40 x 30 cm
Figura Noturna II by Antônio Obá depicts a dark figure, surrounded by a halo of light set against an even darker background. He has one eye open, which stares intensely at the viewer. The image relates to a theme recurrent in the artist’s practice: the figure lying awake at night. He is the one who never sleeps, or at least who sleeps with one eye open, vigilant and aware. Obá often works at night and, by extension, the painting can be seen as an allegory of the role of artists in general, as ever-present observers of the world. The work shrouds itself in an added layer of complexity if we consider another allegory often used by Obá: the need to always be alert against the insecurity, misinformation, and strife that spreads around the world.

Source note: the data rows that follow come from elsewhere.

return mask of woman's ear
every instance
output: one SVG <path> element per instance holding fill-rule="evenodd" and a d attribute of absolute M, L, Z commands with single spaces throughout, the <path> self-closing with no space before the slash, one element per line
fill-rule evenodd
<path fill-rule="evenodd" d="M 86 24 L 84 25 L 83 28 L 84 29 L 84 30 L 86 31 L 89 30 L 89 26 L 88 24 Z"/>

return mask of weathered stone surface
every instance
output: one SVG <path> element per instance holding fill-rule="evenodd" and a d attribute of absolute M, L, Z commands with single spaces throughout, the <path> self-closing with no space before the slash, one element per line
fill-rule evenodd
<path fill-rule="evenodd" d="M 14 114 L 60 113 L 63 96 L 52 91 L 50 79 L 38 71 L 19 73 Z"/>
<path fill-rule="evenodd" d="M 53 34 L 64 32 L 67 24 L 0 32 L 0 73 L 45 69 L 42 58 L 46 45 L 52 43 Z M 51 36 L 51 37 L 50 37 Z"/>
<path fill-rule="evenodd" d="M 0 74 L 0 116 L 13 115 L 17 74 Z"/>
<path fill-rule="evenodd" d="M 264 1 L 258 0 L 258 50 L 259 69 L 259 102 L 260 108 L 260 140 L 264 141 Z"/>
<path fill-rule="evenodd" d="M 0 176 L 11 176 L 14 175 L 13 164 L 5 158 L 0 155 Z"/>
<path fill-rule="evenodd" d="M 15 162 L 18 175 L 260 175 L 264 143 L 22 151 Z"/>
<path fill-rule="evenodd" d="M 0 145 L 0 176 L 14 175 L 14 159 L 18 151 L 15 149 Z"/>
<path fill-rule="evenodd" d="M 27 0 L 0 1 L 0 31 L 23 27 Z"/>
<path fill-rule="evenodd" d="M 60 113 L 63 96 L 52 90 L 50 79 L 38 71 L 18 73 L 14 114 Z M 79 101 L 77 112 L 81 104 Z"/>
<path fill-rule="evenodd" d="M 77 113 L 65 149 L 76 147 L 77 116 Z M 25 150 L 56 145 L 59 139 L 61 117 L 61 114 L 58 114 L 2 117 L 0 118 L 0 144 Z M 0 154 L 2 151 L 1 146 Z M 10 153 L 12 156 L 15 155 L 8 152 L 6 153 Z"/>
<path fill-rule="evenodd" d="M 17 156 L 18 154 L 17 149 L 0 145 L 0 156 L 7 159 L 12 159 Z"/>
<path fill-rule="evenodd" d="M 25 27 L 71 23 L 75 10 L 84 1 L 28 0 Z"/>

From a young age, Antônio Obá experienced the friction between his Catholic upbringing and his African origins. The artist departs from his body and his own personal experience to question the foundations of the “official” Brazilian culture and art history, that deliberately erased the production of black and indigenous populations for centuries, giving rise to an act of resistance and reflection on the idea of national identity. Obá’s practice crosses between different languages. His work takes up performances, paintings, and sculptures that engage with liturgy and the constitutive elements of a ritualistic environments, while also dealing with charged political issues, such as the ever-present heritages of colonialism and slavery in contemporary Brazil. His own body is also central to his research, questioning the eroticization of the black male body and the construction of his own identity; a black body that inhabits and unveils in marginalized narratives.